再び花粉の話に焦点を当てよう。無花粉スギの普及を進めようという動きがある。もちろん、花粉症対策として打ち出されたものである。しかし前項の環境問題を念頭に考えたとき、この策がはたして適切なのか、懐疑的にならざるを得ない。
従来のスギを無花粉スギに置き換えるには、現在生えているスギをほとんど伐採する必要がある。しかし先に述べたように、日本では国産スギの需要は低迷している上に、そもそもスギを伐採するための人手が足りない。
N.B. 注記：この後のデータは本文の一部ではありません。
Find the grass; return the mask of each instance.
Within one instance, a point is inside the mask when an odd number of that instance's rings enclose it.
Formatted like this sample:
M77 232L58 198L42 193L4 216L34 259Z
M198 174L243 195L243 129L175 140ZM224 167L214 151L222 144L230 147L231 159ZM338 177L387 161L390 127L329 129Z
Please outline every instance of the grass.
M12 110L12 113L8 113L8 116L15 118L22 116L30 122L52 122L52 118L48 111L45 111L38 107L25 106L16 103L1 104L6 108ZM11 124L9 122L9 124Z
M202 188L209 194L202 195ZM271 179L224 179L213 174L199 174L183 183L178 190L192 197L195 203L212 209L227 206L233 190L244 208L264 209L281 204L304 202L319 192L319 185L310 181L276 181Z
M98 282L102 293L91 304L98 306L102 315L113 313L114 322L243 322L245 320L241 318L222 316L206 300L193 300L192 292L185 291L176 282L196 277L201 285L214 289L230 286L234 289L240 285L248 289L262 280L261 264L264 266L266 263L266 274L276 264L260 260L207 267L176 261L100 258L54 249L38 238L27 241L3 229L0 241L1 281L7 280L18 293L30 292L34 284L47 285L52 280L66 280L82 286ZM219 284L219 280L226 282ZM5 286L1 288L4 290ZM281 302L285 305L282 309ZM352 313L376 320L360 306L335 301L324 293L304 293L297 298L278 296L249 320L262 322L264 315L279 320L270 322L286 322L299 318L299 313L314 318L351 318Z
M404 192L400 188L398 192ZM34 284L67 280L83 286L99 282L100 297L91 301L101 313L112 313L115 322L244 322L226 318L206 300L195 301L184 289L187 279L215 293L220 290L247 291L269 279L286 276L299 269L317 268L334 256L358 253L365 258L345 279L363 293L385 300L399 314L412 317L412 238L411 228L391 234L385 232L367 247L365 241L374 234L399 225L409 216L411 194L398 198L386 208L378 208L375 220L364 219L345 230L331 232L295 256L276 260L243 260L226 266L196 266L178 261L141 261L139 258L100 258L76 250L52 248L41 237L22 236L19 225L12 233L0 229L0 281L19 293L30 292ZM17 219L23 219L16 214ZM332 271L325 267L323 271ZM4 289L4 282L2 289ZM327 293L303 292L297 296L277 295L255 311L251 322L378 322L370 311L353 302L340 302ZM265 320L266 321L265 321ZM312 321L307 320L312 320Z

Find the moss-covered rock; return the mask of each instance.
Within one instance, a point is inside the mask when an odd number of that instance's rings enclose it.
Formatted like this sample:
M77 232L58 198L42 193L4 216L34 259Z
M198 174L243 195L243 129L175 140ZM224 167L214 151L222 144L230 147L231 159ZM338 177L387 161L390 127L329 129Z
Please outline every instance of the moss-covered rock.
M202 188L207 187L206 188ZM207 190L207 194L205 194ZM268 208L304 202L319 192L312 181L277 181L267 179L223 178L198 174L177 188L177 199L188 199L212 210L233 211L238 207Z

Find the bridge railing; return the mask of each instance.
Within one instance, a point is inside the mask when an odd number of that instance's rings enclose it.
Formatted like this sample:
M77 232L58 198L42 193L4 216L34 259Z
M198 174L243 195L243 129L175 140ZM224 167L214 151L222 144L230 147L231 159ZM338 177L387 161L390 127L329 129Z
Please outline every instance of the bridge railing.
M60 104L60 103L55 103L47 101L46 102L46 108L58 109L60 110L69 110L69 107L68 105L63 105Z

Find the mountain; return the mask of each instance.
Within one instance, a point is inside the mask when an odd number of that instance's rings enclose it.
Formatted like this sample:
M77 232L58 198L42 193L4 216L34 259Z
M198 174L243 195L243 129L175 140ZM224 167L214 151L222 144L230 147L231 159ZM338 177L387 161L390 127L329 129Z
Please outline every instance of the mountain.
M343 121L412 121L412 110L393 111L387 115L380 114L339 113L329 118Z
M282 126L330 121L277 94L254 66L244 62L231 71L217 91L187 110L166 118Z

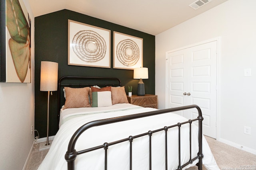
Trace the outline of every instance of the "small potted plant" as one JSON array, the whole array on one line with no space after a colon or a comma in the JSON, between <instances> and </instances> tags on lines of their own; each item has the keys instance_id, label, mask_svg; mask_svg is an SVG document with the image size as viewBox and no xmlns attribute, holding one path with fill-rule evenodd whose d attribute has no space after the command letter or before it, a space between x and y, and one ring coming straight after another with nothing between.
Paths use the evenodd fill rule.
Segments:
<instances>
[{"instance_id":1,"label":"small potted plant","mask_svg":"<svg viewBox=\"0 0 256 170\"><path fill-rule=\"evenodd\" d=\"M128 86L128 96L131 96L132 95L132 86Z\"/></svg>"}]
</instances>

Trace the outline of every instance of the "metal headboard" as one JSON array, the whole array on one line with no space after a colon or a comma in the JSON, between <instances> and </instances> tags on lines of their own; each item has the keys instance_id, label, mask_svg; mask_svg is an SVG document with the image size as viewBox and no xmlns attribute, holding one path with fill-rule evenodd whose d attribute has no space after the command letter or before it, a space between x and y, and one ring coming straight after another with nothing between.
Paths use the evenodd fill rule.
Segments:
<instances>
[{"instance_id":1,"label":"metal headboard","mask_svg":"<svg viewBox=\"0 0 256 170\"><path fill-rule=\"evenodd\" d=\"M99 82L100 82L99 83ZM104 82L108 82L106 83ZM110 83L110 82L115 83ZM70 82L70 83L68 83ZM118 84L117 83L118 82ZM65 102L64 98L62 100L61 93L63 92L64 87L72 88L82 88L97 85L100 87L107 86L121 86L121 80L115 77L83 77L77 76L64 76L61 77L58 81L58 120L59 121L60 110L62 103ZM64 101L63 102L63 101Z\"/></svg>"}]
</instances>

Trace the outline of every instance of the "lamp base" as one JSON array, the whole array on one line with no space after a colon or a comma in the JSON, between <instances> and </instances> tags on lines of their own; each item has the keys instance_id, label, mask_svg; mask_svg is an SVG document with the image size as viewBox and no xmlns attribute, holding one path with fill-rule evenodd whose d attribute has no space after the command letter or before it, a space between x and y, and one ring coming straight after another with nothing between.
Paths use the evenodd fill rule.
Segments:
<instances>
[{"instance_id":1,"label":"lamp base","mask_svg":"<svg viewBox=\"0 0 256 170\"><path fill-rule=\"evenodd\" d=\"M145 96L144 83L138 83L137 93L138 96Z\"/></svg>"}]
</instances>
その上、この策は環境変化に対して、人間自身がその変化に適応しようとするものでも、人間の活動を省みるものでもない。スギ林を人間だけの都合の良いように改変する、もはや産業革命以後の環境破壊と本質はほとんど変わらない。
身近な問題は時折、一見自身とは無関係に思えるような大きなスケールの問題と密接に関わり合っていることがある。一方、身近な問題に気を取られ、その問題の根本が見えないまま解決策を打ち出しても、その場しのぎとなるにすぎない。
花粉症を抱えている人からしてみれば、花粉症の直接的な原因はスギ花粉にあるのだから、スギ花粉がなくなれば平安の世が訪れると信じたくなる気持ちもわかる。しかし花粉症に苦しんでいるからこそ、根本的な原因にも目を向けて、環境問題に対してどう向き合うべきかを改めて考える必要があるのではなかろうか。